I can date with unlikely accuracy the first and last time I read Guy de Maupassant’s “The Necklace”: this time of year, early in the seventh grade, in 1964. It was in our English Lit textbook along with such war horses as O. Henry’s “The Gift of the Magi” and “The Last Leaf,” Mark Twain’s “The Celebrated Jumping Frog of Calaveras County,” Bret Harte’s “The Luck of Roaring Camp” and Edward Everett Hale’s “The Man without a Country.” I stood at a bookish, man-child cusp, still reading science fiction but dabbling in Kafka and Camus. It was all a brave new world, this literary culture – a tarted-up way of saying “fashion” or “orthodoxy of opinion.” I didn’t yet know I wasn’t supposed to enjoy such things, but I was already cowed by critics and ripe for snobbery.
Just published is The Necklace and Other Stories (W.W. Norton), unnecessarily subtitled Maupassant for Modern Times (can one imagine a Maupassant for Bronze Age Times?), translated by Sandra Smith. Do you remember the story? Nabokov makes fun of it in Ada, and has Mlle. Larivière write an Anti-terra version of Maupassant’s story titled “La Rivière de Diamants.” I wasn’t prepared to dislike and, eventually, feel sorry for Madame Mathilde Loisel (and her heroically forebearing husband). The opening line in Smith’s version reads like the first sentence of a fairy tale (that most moralistic of forms): “She was one of those pretty, charming young women born into a working-class family, as if by some error of fate.” She might be Emma Bovary’s déclassé cousin. The story is virtually all plot, which is probably why sophisticates are offended. It’s a story, compulsively readable, a morality tale, and there isn’t a lot to say about it. Annotations are redundant. Maupassant concludes the story’s penultimate section like this:
“What would have happened if she hadn’t lost that necklace? Who knows? Who can know? How strange and unpredictable life is!”
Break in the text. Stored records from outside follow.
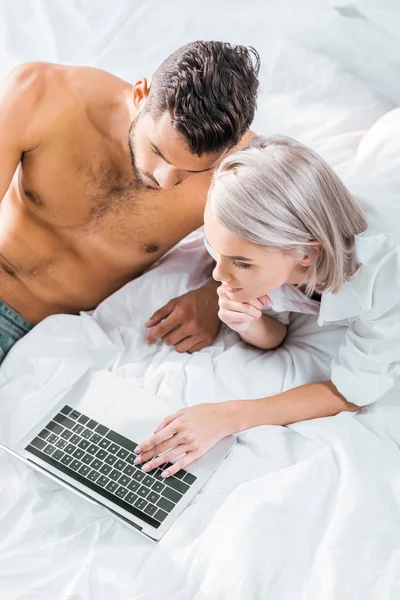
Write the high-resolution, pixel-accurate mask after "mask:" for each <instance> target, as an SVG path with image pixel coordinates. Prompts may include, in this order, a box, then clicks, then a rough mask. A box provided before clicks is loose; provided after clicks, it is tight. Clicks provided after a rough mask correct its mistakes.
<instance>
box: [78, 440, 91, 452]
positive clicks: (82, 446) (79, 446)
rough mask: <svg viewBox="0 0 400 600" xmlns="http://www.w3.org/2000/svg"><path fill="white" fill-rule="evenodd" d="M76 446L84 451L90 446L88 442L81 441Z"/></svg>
mask: <svg viewBox="0 0 400 600" xmlns="http://www.w3.org/2000/svg"><path fill="white" fill-rule="evenodd" d="M78 446H79V448H82V450H86V448H87V447H88V446H90V442H88V441H87V440H81V441H80V442H79V444H78Z"/></svg>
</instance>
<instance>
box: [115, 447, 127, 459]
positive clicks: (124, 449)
mask: <svg viewBox="0 0 400 600" xmlns="http://www.w3.org/2000/svg"><path fill="white" fill-rule="evenodd" d="M117 456H118V458H122V459H125V458H126V457H127V456H129V452H128V450H125V448H121V450H120V451H119V452H118V453H117Z"/></svg>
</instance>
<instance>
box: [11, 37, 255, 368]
mask: <svg viewBox="0 0 400 600" xmlns="http://www.w3.org/2000/svg"><path fill="white" fill-rule="evenodd" d="M254 59H255V60H254ZM258 69H259V58H258V54H257V53H256V52H255V51H254V50H253V49H250V50H249V49H247V48H245V47H243V46H231V45H230V44H225V43H221V42H194V43H191V44H188V45H186V46H184V47H183V48H180V49H179V50H177V51H176V52H175V53H174V54H172V55H171V56H170V57H169V58H167V60H166V61H164V62H163V63H162V65H161V66H160V67H159V69H158V70H157V71H156V73H155V74H154V76H153V78H152V81H151V82H150V81H147V80H146V79H145V78H142V79H139V80H138V81H137V82H136V83H135V85H134V86H133V88H132V86H131V85H130V84H128V83H126V82H125V81H122V80H121V79H118V78H117V77H115V76H113V75H111V74H110V73H106V72H103V71H100V70H98V69H92V68H86V67H66V66H61V65H52V64H47V63H28V64H24V65H22V66H20V67H18V68H17V69H15V70H14V71H13V72H12V73H11V74H10V75H9V76H8V77H7V78H6V79H5V80H4V82H3V85H2V86H1V91H0V133H1V135H0V164H1V170H0V362H1V360H2V359H3V358H4V356H5V355H6V353H7V352H8V351H9V349H10V348H11V346H12V345H13V344H14V343H15V342H16V341H17V340H18V339H20V338H21V337H22V336H23V335H24V334H25V333H26V332H27V331H29V329H30V328H31V327H32V326H33V325H35V324H37V323H38V322H39V321H41V320H42V319H44V318H45V317H47V316H48V315H52V314H56V313H70V314H74V313H77V312H79V311H80V310H89V309H92V308H94V307H95V306H97V305H98V304H99V303H100V302H101V301H102V300H104V298H106V297H107V296H109V295H110V294H112V293H113V292H115V291H116V290H117V289H119V288H120V287H121V286H123V285H124V284H126V283H127V282H128V281H130V280H131V279H132V278H134V277H137V276H138V275H140V274H141V273H142V272H143V271H144V270H145V269H146V268H148V267H149V266H150V265H151V264H152V263H153V262H155V261H156V260H158V259H159V258H160V257H161V256H162V255H163V254H164V253H165V252H166V251H168V250H169V249H170V248H171V247H172V246H174V245H175V244H176V243H177V242H178V241H179V240H181V239H182V238H184V237H185V236H186V235H188V234H189V233H190V232H191V231H193V230H195V229H197V228H198V227H199V226H201V224H202V222H203V210H204V204H205V200H206V194H207V190H208V187H209V183H210V177H211V171H212V169H213V167H214V166H215V165H216V164H217V162H218V161H219V160H220V159H221V157H222V156H223V155H224V154H225V153H226V152H228V151H230V150H232V149H233V147H234V146H235V145H237V144H238V143H239V142H240V143H241V144H242V145H243V144H245V143H246V141H247V138H248V137H249V134H248V133H247V135H245V134H246V132H248V128H249V126H250V124H251V122H252V119H253V116H254V111H255V101H256V96H257V88H258V80H257V76H258ZM243 136H244V137H243ZM215 290H216V284H215V283H212V282H210V283H208V284H207V285H206V286H204V287H203V288H200V289H199V290H195V291H194V292H190V293H189V294H185V295H184V296H181V297H179V298H177V299H174V300H172V301H171V302H170V303H169V304H168V305H166V307H162V308H161V310H160V311H157V313H155V315H154V316H153V317H152V318H151V319H150V321H149V322H148V323H147V324H146V325H147V326H148V327H149V334H148V341H149V343H152V342H154V341H155V340H157V339H159V338H162V339H163V340H164V342H165V343H167V344H173V345H175V346H176V349H177V350H178V351H180V352H185V351H191V352H193V351H196V350H199V349H201V348H202V347H204V346H206V345H207V344H209V343H211V342H212V341H213V340H214V338H215V336H216V335H217V332H218V330H219V325H220V323H219V319H218V316H217V313H218V304H217V296H216V293H215Z"/></svg>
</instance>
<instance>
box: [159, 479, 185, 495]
mask: <svg viewBox="0 0 400 600" xmlns="http://www.w3.org/2000/svg"><path fill="white" fill-rule="evenodd" d="M164 481H165V483H166V484H167V485H169V486H170V487H172V488H173V489H174V490H176V491H177V492H180V493H181V494H184V493H185V492H187V491H188V489H189V486H188V485H186V483H183V481H181V480H180V479H175V477H165V478H164Z"/></svg>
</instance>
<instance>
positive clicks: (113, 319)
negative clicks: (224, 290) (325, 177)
mask: <svg viewBox="0 0 400 600" xmlns="http://www.w3.org/2000/svg"><path fill="white" fill-rule="evenodd" d="M277 4H278V3H276V2H273V1H269V0H267V1H266V0H264V1H261V0H259V1H257V0H250V2H246V3H241V2H236V1H232V0H231V1H225V0H220V1H219V2H218V3H215V2H212V1H210V0H202V1H201V2H193V1H192V0H185V1H184V0H181V1H180V0H171V1H169V2H162V1H161V0H159V1H157V0H153V1H150V0H141V1H140V0H136V1H135V2H133V1H129V0H101V1H99V2H88V1H86V2H85V1H84V0H70V1H69V2H68V3H67V2H61V1H58V0H48V1H46V0H36V1H35V2H28V1H27V0H26V1H24V0H13V2H12V3H11V2H9V1H7V0H1V1H0V17H1V18H0V28H1V35H0V43H1V44H2V49H1V50H2V52H1V53H0V75H4V74H5V73H6V72H7V71H8V70H9V69H11V68H12V67H13V66H14V65H16V64H18V63H20V62H24V61H29V60H48V61H55V62H62V63H68V64H89V65H93V66H97V67H100V68H104V69H106V70H109V71H112V72H113V73H115V74H117V75H119V76H121V77H123V78H125V79H127V80H128V81H133V80H134V79H135V77H139V76H142V75H150V74H151V72H152V71H153V70H154V69H155V68H156V66H157V65H158V63H159V62H160V61H161V60H162V59H163V58H164V57H165V56H166V55H167V54H169V53H170V52H172V51H173V50H174V49H176V48H177V47H178V46H179V45H181V44H183V43H185V42H186V41H189V40H193V39H199V38H203V39H206V38H208V39H224V40H229V41H232V42H236V43H243V44H248V45H253V46H255V47H256V48H257V50H258V51H259V52H260V54H261V58H262V70H261V83H262V89H261V93H260V98H259V103H258V113H257V118H256V121H255V124H254V129H255V130H256V131H258V132H260V133H264V134H269V133H275V132H279V133H285V134H288V135H291V136H293V137H297V138H298V139H300V140H301V141H302V142H304V143H308V144H310V145H312V147H313V148H315V149H316V150H318V151H319V152H321V153H322V155H323V156H324V157H325V158H326V159H327V160H328V161H329V162H330V164H332V165H333V166H334V167H335V168H336V170H337V172H338V173H339V174H340V175H341V176H342V177H343V179H344V181H345V182H346V184H347V185H348V187H349V188H350V190H351V191H352V192H353V193H355V194H361V195H363V196H364V197H368V198H369V199H370V201H376V202H382V203H383V202H386V203H387V205H388V206H390V207H392V208H393V209H396V210H399V208H398V203H399V201H398V196H399V191H400V135H399V134H400V109H396V107H397V106H399V104H400V78H399V72H400V52H399V50H398V49H399V42H400V39H399V38H400V34H399V31H400V9H399V8H398V6H397V2H396V0H381V1H378V0H375V1H373V0H354V1H353V2H350V1H346V0H337V1H335V0H330V1H329V0H304V1H303V2H302V3H301V4H300V3H298V2H296V0H282V1H281V2H280V3H279V8H278V6H277ZM208 261H209V258H208V257H207V256H206V253H205V251H204V248H203V244H202V233H201V231H198V232H194V233H193V234H191V235H190V236H189V237H188V238H187V239H185V240H183V241H182V242H181V243H180V244H178V246H176V247H175V248H174V249H173V250H171V251H170V252H169V253H168V254H167V255H166V256H165V257H163V258H162V259H161V260H160V261H159V262H158V263H157V264H156V265H154V266H153V267H152V268H151V269H150V270H149V271H147V272H146V273H145V274H144V275H143V276H142V277H140V278H139V279H137V280H135V281H132V282H130V283H129V284H127V285H126V286H125V287H124V288H122V289H121V290H119V291H118V292H116V293H115V294H114V295H113V296H111V297H110V298H108V299H107V300H105V301H104V302H103V303H102V304H101V305H100V306H99V307H98V308H97V309H96V310H95V311H93V312H91V313H82V314H81V315H79V316H68V315H58V316H54V317H50V318H48V319H46V320H45V321H44V322H42V323H41V324H40V325H39V326H37V327H35V328H34V329H33V331H32V332H31V333H30V334H29V335H28V336H26V338H24V339H23V340H21V341H20V342H19V343H18V344H17V345H16V346H15V347H14V348H13V350H12V351H11V352H10V354H9V356H8V357H7V359H6V361H5V362H4V363H3V365H2V367H1V369H0V438H1V440H2V441H4V442H6V443H7V442H10V441H12V439H13V438H14V436H17V435H18V433H19V430H20V429H21V428H22V427H23V426H25V425H26V424H27V423H29V422H30V420H31V419H32V417H33V415H34V414H35V410H36V409H37V407H38V406H40V407H41V409H42V408H43V407H47V406H48V407H49V408H50V407H51V406H52V404H54V402H55V401H56V400H58V399H59V398H60V397H61V396H62V394H63V393H65V392H66V391H67V390H68V389H69V388H70V387H71V386H72V385H73V383H74V382H75V381H77V379H78V378H79V377H80V376H81V375H82V374H83V373H84V372H85V371H87V369H89V368H94V369H97V368H98V369H108V370H111V371H113V372H115V373H116V374H118V375H119V376H120V377H127V378H131V379H134V380H136V381H137V382H139V383H140V384H141V385H142V386H143V387H144V388H145V389H147V390H149V391H151V392H154V393H156V394H159V395H160V396H162V397H163V398H165V399H167V400H168V399H170V400H171V403H172V401H173V402H174V403H176V402H177V401H178V402H180V403H181V405H182V406H188V405H193V404H197V403H200V402H204V401H205V400H207V401H209V402H213V401H222V400H228V399H235V398H256V397H261V396H265V395H270V394H273V393H276V392H279V391H282V390H284V389H288V388H290V387H293V386H296V385H301V384H302V383H307V382H310V381H315V380H317V379H324V378H327V377H329V364H330V360H331V358H332V356H333V355H334V353H335V351H336V349H337V347H338V345H339V344H340V341H341V339H342V336H343V330H342V329H341V328H340V327H332V326H329V327H328V326H327V327H324V328H323V329H321V328H319V327H318V326H317V324H316V320H315V318H314V317H313V316H308V315H297V316H293V317H292V319H291V326H290V333H289V336H288V338H287V340H286V342H285V344H284V346H283V347H282V348H280V349H279V350H277V351H276V352H269V353H266V352H262V351H260V350H257V349H251V348H249V347H248V346H246V345H245V344H244V343H243V342H241V341H240V340H239V338H238V336H237V335H236V334H235V333H234V332H232V331H230V330H228V329H227V328H225V327H223V328H222V329H221V332H220V334H219V336H218V338H217V341H216V342H215V344H214V345H213V346H212V347H210V348H207V349H205V350H203V351H201V352H199V353H195V354H192V355H188V354H184V355H182V354H179V353H177V352H175V351H174V349H173V348H169V347H167V346H165V345H162V344H161V343H158V344H156V345H155V346H148V345H146V344H145V343H144V331H145V330H144V326H143V323H144V322H145V321H146V320H147V319H148V318H149V316H150V315H151V314H152V312H154V311H155V310H156V309H157V308H159V307H160V306H162V305H163V304H164V303H166V302H167V301H168V300H170V299H171V298H173V297H176V296H177V295H180V294H182V293H184V292H185V291H187V290H189V289H193V288H195V287H197V286H199V285H201V284H202V283H203V282H204V281H205V276H206V275H205V274H206V272H207V266H208ZM232 365H235V368H234V370H233V369H232ZM174 406H175V404H174ZM0 473H1V476H0V531H1V536H0V598H1V600H3V599H4V600H34V599H40V600H54V599H57V600H110V599H112V600H128V599H129V600H159V599H160V598H165V599H168V600H178V599H179V600H266V599H268V600H398V598H400V543H399V540H400V403H399V402H398V396H396V395H392V396H391V397H390V398H387V399H385V400H383V401H382V402H380V403H377V404H376V405H372V406H370V407H368V408H366V409H363V410H362V411H361V412H360V413H359V414H357V415H354V414H347V413H342V414H339V415H337V416H336V417H331V418H326V419H316V420H313V421H308V422H303V423H298V424H294V425H292V426H289V427H274V426H264V427H258V428H255V429H253V430H251V431H248V432H245V433H243V434H241V435H240V436H239V437H238V444H236V446H235V448H234V450H233V451H232V452H231V453H230V455H229V456H228V457H227V458H226V460H225V461H224V462H223V464H222V465H221V467H220V468H219V469H218V471H217V473H216V474H215V475H214V476H213V477H212V478H211V479H210V481H209V482H208V483H207V485H206V486H205V487H204V488H203V490H202V491H201V493H200V494H199V495H198V496H197V497H196V498H195V500H194V501H193V502H192V504H191V505H190V506H189V507H188V508H187V509H186V510H185V511H184V513H183V514H182V515H181V517H180V518H179V519H178V520H177V522H176V523H175V524H174V525H173V526H172V527H171V529H170V530H169V532H168V533H167V534H166V535H165V537H164V538H163V539H162V540H161V542H159V543H158V544H155V543H154V542H151V541H149V540H146V539H144V538H142V537H140V536H139V535H137V534H136V533H135V532H134V531H133V530H131V529H130V528H128V527H126V526H124V525H122V524H120V523H117V522H116V521H115V520H114V519H113V518H112V517H111V516H110V515H109V514H108V513H107V512H106V511H105V510H103V509H102V508H100V507H98V506H95V505H93V504H90V503H88V502H85V501H84V500H83V499H81V498H80V497H78V496H76V495H74V494H73V493H71V492H69V491H67V490H65V489H62V488H61V487H59V486H58V485H57V484H56V483H54V482H53V481H51V480H49V479H47V478H46V477H44V476H42V475H41V474H38V473H36V472H34V471H32V470H30V469H28V468H27V467H26V466H25V465H24V464H22V463H20V462H19V461H18V460H16V459H14V458H12V457H10V456H9V455H7V454H5V453H4V452H1V453H0Z"/></svg>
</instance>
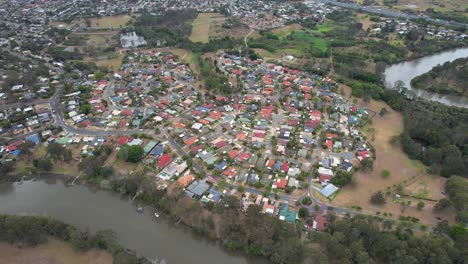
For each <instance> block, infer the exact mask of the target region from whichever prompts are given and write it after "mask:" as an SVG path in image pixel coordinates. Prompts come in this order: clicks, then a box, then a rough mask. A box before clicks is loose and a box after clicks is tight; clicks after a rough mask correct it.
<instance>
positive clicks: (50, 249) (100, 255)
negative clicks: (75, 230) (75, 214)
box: [0, 239, 112, 264]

“How little it takes to make or break us!”
That line – “How strange and unpredictable life is!” – might serve as a thumbnail précis of every good story ever written, from Homer to Naipaul. When reading Maupassant, we look to our own experience of life for a gloss, not a critic or reference book. We lose a lot by getting too sophisticated for our britches. Next I’ll read “Boule de Suif,” in which Smith amusingly translates the title character’s name as “Butterball.” And I haven’t read any O. Henry stories in two years, though I’m not ready for “The Man without a Country.”